1. "poesia" dadaísta
Os dadaístas não criam, mas fabricam. Assim, desta forma tão simples, eles baixam a gloriosa Arte (com maiúscula) dos pedestais e a rebaixam ao terreno do mecânico, do prosaico. Na sua Manifesto sobre amor fraco e amor amargo (1921), Tristan Tzara detalha os passos para fazer um "poema".
Entre eles, encontramos recortes de jornais retirados aleatoriamente de uma sacola, e posteriormente colocados sobre uma folha. É, claro, o que de Micheli chamou de “antiliteratura”; não há processo criativo, pois tudo é deixado ao acaso.
Não deixa de ser curioso, porém, o belo título com que Tzara intitulou este manifesto, um título cheio de poesia que, apesar de conter uma evidente carga sarcástica, denota, mais uma vez, que os dadaístas eram, no fundo, artistas.
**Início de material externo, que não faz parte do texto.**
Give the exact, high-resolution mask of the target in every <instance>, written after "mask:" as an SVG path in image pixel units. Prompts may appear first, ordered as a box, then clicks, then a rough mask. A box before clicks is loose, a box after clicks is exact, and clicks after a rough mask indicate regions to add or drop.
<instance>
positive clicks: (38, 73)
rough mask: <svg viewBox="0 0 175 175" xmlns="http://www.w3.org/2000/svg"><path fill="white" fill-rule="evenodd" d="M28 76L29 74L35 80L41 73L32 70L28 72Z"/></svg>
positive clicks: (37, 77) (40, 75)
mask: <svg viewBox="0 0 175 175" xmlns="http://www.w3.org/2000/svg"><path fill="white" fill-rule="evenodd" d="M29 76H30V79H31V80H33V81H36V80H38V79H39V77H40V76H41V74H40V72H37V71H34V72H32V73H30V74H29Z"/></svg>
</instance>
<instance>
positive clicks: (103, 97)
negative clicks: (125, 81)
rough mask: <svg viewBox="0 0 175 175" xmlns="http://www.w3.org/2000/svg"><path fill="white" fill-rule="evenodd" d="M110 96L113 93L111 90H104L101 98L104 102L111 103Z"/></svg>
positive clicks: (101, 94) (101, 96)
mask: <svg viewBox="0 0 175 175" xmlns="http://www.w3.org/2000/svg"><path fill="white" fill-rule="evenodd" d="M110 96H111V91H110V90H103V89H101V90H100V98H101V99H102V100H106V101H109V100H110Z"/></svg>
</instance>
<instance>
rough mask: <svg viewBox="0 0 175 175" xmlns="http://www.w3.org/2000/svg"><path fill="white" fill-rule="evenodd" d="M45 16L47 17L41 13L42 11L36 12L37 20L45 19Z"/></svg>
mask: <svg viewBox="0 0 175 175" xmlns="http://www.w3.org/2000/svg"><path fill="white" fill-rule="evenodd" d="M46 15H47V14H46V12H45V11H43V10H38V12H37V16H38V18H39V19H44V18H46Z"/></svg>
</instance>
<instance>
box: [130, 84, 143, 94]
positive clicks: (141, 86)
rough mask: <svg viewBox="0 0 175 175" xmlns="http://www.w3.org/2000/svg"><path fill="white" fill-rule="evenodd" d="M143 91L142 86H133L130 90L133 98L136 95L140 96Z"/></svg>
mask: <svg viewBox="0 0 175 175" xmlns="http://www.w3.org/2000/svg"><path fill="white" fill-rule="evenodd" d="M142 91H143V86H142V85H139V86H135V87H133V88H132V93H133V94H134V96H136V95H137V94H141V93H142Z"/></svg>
Mesmo que quisessem fingir o contrário.
2. "escultura" dadaísta
se temos em mente O famoso urinol de Marcel Duchamp (1887-1968), já temos uma imagem clara do que os dadaístas apresentavam como escultura. A “obra”, ironicamente intitulada A fonte, foi simplesmente comprado por Duchamp (de que outra forma ele faria um mictório sem ser encanador?) e enviado para a Associação Anual de Artistas Independentes. A “obra” foi rejeitada, claro, mas essa era a intenção do artista. Como bom dadaísta, Duchamp não acreditava em instituições artísticas ou similares, nem mesmo "independentes".
Contra todas as probabilidades, The Fountain está atualmente em exibição em um museu, The Tate Modern, em Londres. Com certeza, Duchamp teria rido, e muito, com isso.
3. “pintura” dadaísta
O famoso Gioconda de da Vinci, um ícone inegável da arte universal, adornado com lustrosos bigodes negros. Assim o apresentou o conhecido Marcel Duchamp; em 1919 ele pegou uma reprodução da Monna Lisa e acrescentou um bigode e as letras L. h. QUALQUER. QUALQUER. Q. Se essas cartas forem lidas rapidamente em francês, obtemos a frase “elle a chaud au cul”, ou seja, “ela tem uma bunda gostosa”. A provocação é mais do que evidente.
Com esta obra, Duchamp leva o Dadaísmo à sua expressão máxima, pois, antes de mais nada, ridiculariza uma obra consagrada, demonstrando assim que nenhuma arte é “sagrada”; Em segundo lugar, a criação artística é novamente rebaixada dos pedestais, pois se apropria da obra alheia e a modifica à vontade. Por esta razão, os dadaístas têm sido considerados os precursores do arte da nova mídia ou de arte da nova mídia, pois foram dos primeiros a exercer a apropriação de obras de arte para um novo uso, além de utilizarem profusamente técnicas como a colagem e a fotomontagem.